Arkadien ist das Land des Mitgefühls
Im Podium: Sebastian (Urmel) Saurle, Laura Quaderer, Emil Ahlhelm und Peter Kees (v.l.). Foto: Jürgen Haury
Abschlussveranstaltung 3. Zyklus „Anders wachsen“
Souverän, optimistisch und engagiert äußerten sich gestern Vormittag im Foolstheater drei junge Menschen zu Themen unserer Zeit im Gespräch mit Arkadien-Botschafter Peter Kees und moderiert von Julian von Löwis. Die Abschlussveranstaltung des 3. Zyklus von „Anders wachsen“ begeisterte nicht nur das Publikum, sondern machte auch Mut.
Mit seinem Konzept „Arkadien“ hatte Peter Kees schon am Vorabend interessierte Zuhörer gefunden. Arkadien als Sehnsuchtsort, bekannt aus der Antike, beschäftigt den Ebersberger Konzeptkünstler schon seit 13 Jahren.
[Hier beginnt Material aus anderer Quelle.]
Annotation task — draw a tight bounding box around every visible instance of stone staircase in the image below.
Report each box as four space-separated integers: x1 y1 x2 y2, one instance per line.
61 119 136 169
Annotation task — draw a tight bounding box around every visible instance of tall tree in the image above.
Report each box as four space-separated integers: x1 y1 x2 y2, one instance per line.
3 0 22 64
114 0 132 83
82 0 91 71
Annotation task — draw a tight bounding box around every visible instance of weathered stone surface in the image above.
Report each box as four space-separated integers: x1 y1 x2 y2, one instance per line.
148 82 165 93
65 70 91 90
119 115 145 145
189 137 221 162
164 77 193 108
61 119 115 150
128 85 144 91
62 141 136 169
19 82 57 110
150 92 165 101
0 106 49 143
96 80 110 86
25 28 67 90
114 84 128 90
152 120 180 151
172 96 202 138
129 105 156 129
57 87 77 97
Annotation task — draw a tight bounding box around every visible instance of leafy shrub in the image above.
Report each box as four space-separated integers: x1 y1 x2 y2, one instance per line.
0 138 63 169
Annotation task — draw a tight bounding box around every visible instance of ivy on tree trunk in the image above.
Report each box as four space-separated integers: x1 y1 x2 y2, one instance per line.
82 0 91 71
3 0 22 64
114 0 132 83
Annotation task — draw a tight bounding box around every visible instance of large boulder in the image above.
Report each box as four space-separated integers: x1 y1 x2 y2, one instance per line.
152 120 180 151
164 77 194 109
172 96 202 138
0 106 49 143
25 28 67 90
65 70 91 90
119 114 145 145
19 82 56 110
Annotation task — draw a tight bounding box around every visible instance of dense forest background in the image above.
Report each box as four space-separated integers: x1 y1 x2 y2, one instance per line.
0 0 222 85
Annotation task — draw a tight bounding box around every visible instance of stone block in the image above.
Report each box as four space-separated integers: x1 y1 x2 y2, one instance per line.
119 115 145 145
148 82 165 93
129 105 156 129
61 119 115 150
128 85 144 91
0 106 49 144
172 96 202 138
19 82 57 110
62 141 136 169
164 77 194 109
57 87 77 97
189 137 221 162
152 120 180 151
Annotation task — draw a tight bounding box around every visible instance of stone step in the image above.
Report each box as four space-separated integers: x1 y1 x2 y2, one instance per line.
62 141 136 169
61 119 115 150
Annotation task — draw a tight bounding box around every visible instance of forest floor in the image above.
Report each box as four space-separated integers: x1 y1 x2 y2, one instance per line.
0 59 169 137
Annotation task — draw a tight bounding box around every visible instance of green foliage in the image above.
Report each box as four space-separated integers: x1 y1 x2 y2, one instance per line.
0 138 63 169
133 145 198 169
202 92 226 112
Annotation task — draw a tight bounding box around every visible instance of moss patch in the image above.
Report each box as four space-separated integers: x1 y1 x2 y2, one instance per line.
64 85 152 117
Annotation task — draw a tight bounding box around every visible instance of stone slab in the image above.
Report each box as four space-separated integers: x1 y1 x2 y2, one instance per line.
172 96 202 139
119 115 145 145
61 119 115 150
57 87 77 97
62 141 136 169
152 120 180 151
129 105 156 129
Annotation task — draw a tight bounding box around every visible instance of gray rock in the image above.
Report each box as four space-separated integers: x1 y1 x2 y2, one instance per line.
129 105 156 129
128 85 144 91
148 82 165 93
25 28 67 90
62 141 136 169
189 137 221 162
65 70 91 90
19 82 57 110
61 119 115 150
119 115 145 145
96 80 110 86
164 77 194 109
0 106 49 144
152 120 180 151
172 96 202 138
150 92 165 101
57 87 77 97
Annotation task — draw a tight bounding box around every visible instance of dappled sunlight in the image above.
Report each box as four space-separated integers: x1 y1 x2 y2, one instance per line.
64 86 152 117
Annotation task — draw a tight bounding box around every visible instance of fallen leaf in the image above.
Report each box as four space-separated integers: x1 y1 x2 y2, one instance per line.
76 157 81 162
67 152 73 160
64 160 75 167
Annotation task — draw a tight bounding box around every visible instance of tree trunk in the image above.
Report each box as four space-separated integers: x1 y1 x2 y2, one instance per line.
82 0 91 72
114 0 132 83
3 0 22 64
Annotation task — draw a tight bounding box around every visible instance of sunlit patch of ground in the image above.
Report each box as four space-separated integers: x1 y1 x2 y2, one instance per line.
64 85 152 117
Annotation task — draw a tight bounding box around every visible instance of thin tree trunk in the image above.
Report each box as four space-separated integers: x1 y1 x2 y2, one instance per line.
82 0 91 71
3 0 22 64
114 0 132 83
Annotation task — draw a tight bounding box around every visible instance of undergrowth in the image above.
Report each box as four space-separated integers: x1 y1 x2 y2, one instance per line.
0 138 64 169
Arkadien im Mittelmeer. Foto: Peter Kees
Weil die Welt so grauslig sei wolle er mit seiner künstlerischen Intervention einen Stachel setzen, um Menschen zum Nachdenken zu bringen, erklärte er. In 15 europäischen Ländern erklärte er als S.E. Botschafter von Arkadien einen Quadratmeter Land zu arkadischem Hoheitsgebiet, jüngst sogar im Mittelmeer vor Sizilien, den Peter Kees verortete und dann untergehen ließ. Eine klare politische Botschaft.
Das Botschaftsfahrzeug vor dem KULTUR im Oberbräu. Foto: Jürgen Haury
Mit seinem Diplomatenwagen mit Flagge vorgefahren, interviewte der Künstler Menschen vor laufender Kamera zu den brennenden Themen unserer Zeit. Im Foyer des KULTUR im Oberbräu waren Videos von Gesprächen mit unterschiedlichen Menschen zu sehen.
Mit Wissenschaftlern und Hirten Themen unserer Zeit besprochen
In seinem Film „Arkadien“ geht er auf Spurensuche, wo er auf der Welt Arkadien finden konnte, sprach mit Künstlern, Philosophen, Studenten und Bauern und Hirten im historischen Arkadien, dem Höhenzug auf dem Peloponnes.
Moderator Julian von Löwis. Foto: Jürgen Haury
Aber er fand ihn nicht, nirgends, diesen idealen Ort. Nun sollten junge Menschen ihre Meinung zu Arkadien, zu Themen unserer Zeit und mögliche Lösungsansätze äußern. Und sie taten es mit erfreulicher Klarheit, eloquent und kompetent moderiert von BR-Reporter Julian von Löwis.
Optimistische Sicht zu Themen unserer Zeit
Die Gegensätze prallten aufeinander. Während Peter Kees seinen Fokus auf Angst machende Themen in unserer Zeit richtete, hatte die Jugend unterschiedliche, aber optimistische Sichten.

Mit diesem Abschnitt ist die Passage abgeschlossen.